J Wittschieben and S Shuman
Molecular Biology Program, Sloan-Kettering Institute, New York, NY 10021, USA.

Vaccinia topoisomerase, a eukaryotic type IB enzyme, catalyzes relaxation of supercoiled DNA by cleaving and rejoining DNA strands through a DNA- (3'-phosphotyrosyl)-enzyme intermediate. We have performed a kinetic analysis of mutational effects at four essential amino acids: Arg-130, Gly-132, Tyr-136 and Lys-167. Arg-130, Gly-132 and Lys-167 are conserved in all members of the type IB topoisomerase family.
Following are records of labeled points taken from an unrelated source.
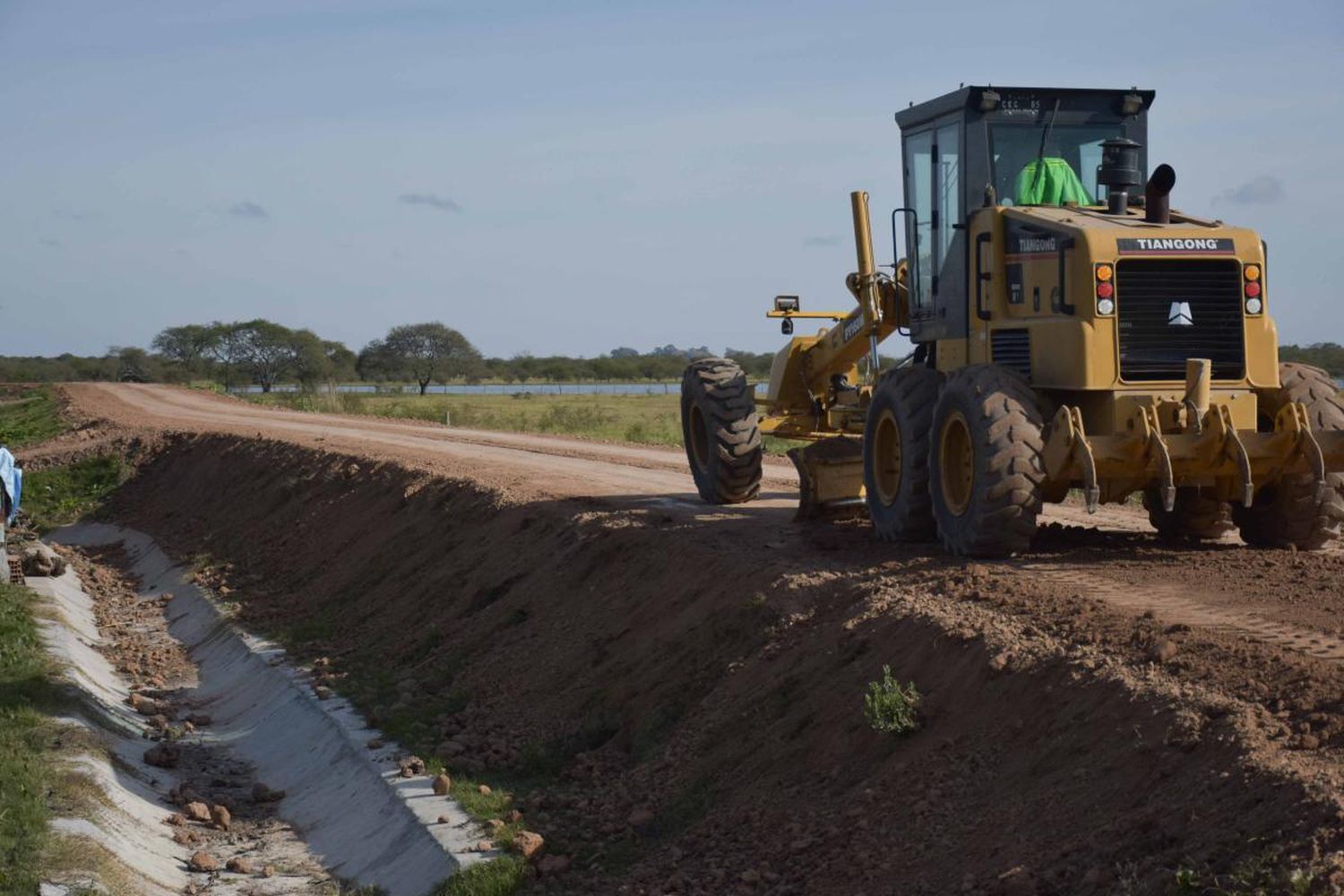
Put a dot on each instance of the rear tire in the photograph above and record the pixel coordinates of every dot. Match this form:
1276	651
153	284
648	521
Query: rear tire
1195	516
986	469
720	432
895	454
1285	513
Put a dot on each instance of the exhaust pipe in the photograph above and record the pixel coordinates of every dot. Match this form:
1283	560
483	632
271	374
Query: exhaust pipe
1118	172
1158	195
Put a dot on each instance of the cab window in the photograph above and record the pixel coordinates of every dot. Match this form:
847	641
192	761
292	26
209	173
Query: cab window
918	159
1042	166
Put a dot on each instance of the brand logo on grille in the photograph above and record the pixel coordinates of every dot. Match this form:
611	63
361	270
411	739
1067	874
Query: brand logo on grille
1180	314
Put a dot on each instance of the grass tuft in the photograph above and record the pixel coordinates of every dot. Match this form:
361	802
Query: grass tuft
29	696
34	417
497	877
61	495
890	707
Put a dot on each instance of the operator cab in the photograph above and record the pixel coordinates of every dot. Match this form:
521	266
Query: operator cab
981	147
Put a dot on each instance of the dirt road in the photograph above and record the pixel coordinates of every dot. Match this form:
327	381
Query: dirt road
529	468
703	667
526	465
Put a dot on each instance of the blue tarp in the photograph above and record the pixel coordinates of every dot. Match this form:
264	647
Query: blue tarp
11	478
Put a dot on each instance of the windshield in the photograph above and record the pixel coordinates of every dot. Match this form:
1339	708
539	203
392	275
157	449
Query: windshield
1066	172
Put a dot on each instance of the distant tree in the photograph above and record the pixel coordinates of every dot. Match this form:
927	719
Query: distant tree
134	365
424	352
340	362
271	351
228	349
185	346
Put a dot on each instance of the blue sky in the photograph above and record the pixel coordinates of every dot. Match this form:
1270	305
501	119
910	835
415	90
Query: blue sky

Tyr-136 is conserved in all poxvirus topoisomerases. We show that Arg-130 and Lys-167 are required for transesterification chemistry. Arg-130 enhances the rates of both cleavage and religation by 10(5). Lys-167 enhances the cleavage and religation reactions by 10(3) and 10(4), respectively. An instructive distinction between these two essential residues is that Arg-130 cannot be replaced by lysine, whereas substituting Lys-167 by arginine resulted in partial restoration of function relative to the alanine mutant. We propose that both basic residues interact directly with the scissile phosphate at the topoisomerase active site. Mutations at positions Gly-132 and Tyr- 136 reduced the rate of strand cleavage by more than two orders of magnitude, but elicited only mild effects on religation rate. Gly-132 and Tyr-136 are suggested to facilitate a pre-cleavage activation step. The results of comprehensive mutagenesis of the vaccinia topoisomerase illuminate mechanistic and structural similarities to site-specific recombinases.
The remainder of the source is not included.